ESTABLISHMENT OF STOCK OPTION COMPENSATION COMMITTEE
RESOLVED, that in accordance with Article III, Section 10 of the By-Laws of the Company, a Stock
Option Compensation Committee of the Board of Directors consisting of two or more members, be and it
is hereby established; that the Stock Option Compensation Committee shall consist of two or more
members of the Board who are ‘‘outside directors’’ within the meaning of Section 162(m) of the Internal
Revenue Code of 1986, as amended; that no member of the Stock Option Compensation Committee
during the one year prior to serving as a member of such committee, or while serving as a member of
such committee, shall have been, or shall be, granted or awarded shares of capital stock of the
Company, or stock options to purchase shares of capital stock of the Company, or stock appreciation
rights pursuant to any plan of the Company or any of its affiliates, except for a grant or award which
would not result in such member ceasing to be a ‘‘disinterested person’’ within the meaning of
Rule 16b-3 under the Securities Exchange Act of 1934, as amended (the ‘‘Exchange Act’’);
FURTHER RESOLVED, that Messrs.
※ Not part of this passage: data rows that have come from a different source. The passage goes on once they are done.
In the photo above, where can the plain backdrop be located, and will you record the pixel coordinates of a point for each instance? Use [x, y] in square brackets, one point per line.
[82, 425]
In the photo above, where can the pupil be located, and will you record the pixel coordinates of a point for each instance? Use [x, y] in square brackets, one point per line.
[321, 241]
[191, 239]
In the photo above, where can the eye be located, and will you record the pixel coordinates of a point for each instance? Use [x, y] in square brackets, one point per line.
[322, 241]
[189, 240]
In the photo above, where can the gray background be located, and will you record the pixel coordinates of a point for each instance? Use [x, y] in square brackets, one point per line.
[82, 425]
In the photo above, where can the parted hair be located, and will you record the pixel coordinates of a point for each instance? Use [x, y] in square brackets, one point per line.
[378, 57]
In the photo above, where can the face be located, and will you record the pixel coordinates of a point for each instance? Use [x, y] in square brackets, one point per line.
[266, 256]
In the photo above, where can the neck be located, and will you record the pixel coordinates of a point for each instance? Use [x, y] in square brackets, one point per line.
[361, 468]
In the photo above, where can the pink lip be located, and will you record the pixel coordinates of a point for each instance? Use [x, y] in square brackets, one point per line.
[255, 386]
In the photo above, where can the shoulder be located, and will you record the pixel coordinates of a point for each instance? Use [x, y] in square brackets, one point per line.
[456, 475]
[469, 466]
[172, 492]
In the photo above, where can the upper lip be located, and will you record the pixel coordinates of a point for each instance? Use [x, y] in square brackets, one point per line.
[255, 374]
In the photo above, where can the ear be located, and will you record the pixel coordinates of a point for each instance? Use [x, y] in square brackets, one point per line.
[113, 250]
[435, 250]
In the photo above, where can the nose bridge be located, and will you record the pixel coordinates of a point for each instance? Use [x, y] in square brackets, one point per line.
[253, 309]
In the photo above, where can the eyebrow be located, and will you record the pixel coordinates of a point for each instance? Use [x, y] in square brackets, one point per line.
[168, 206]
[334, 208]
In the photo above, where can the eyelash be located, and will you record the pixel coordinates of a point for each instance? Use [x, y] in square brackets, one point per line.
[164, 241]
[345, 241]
J. Samuel Crowley, Ronald E. Daly and Paul-Henri Denuit shall
serve as the members of such Stock Option Compensation Committee; that Paul-Henri Denuit is hereby
appointed to serve as the Chairperson of such Stock Option Compensation Committee; and that such
members and such Chairperson shall serve and that such committee shall exist at the pleasure of the
Board of Directors of the Company;
FURTHER RESOLVED, that the Stock Option Compensation Committee shall:
(i) consider, review and approve the long-term compensation of officers and key employees of the
Company, involving the grant of stock options, stock appreciation rights and other long-term
compensation or compensation based on performance under the Company’s stock option or
other long-term compensation or incentive plans; provided, that such committee may delegate
such power and authority to the Chairman of the Company or any executive officer of the
Company or as otherwise permitted by the applicable plan, except that the Stock Option
Compensation Committee may not delegate its power and authority with respect to the
long-term compensation of executive officers of the Company who are subject to the
requirements of Section 16 of the Exchange Act or as otherwise provided in the applicable plan;
(ii) consider, approve and recommend to the Board of Directors of the Company any new stock
option or other long-term compensation or incentive plans and the amendment or termination of
the Company’s existing stock option or other long-term compensation or incentive plans; and
(iii) perform such other duties as the Board of Directors shall from time to time assign to it;
FURTHER RESOLVED, that the Stock Option Compensation Committee shall have the authority of
the Board with respect to the Company’s stock option or other long-term compensation or incentive
plans, unless such plan or resolutions of this Board expressly reserve authority for the administration of
any such plan to the Board of Directors; provided that the Stock Option Compensation Committee shall
not have the authority to adopt, amend or terminate any of such plans without the consent or ratification
of the Board; and
FURTHER RESOLVED, that the Stock Option Compensation Committee shall have the full authority
of the Board under section 10 of Article III of the Bylaws of the Company and to the extent otherwise
permitted by law with respect to all actions which the Stock Option Compensation Committee takes
consistent with the foregoing resolutions.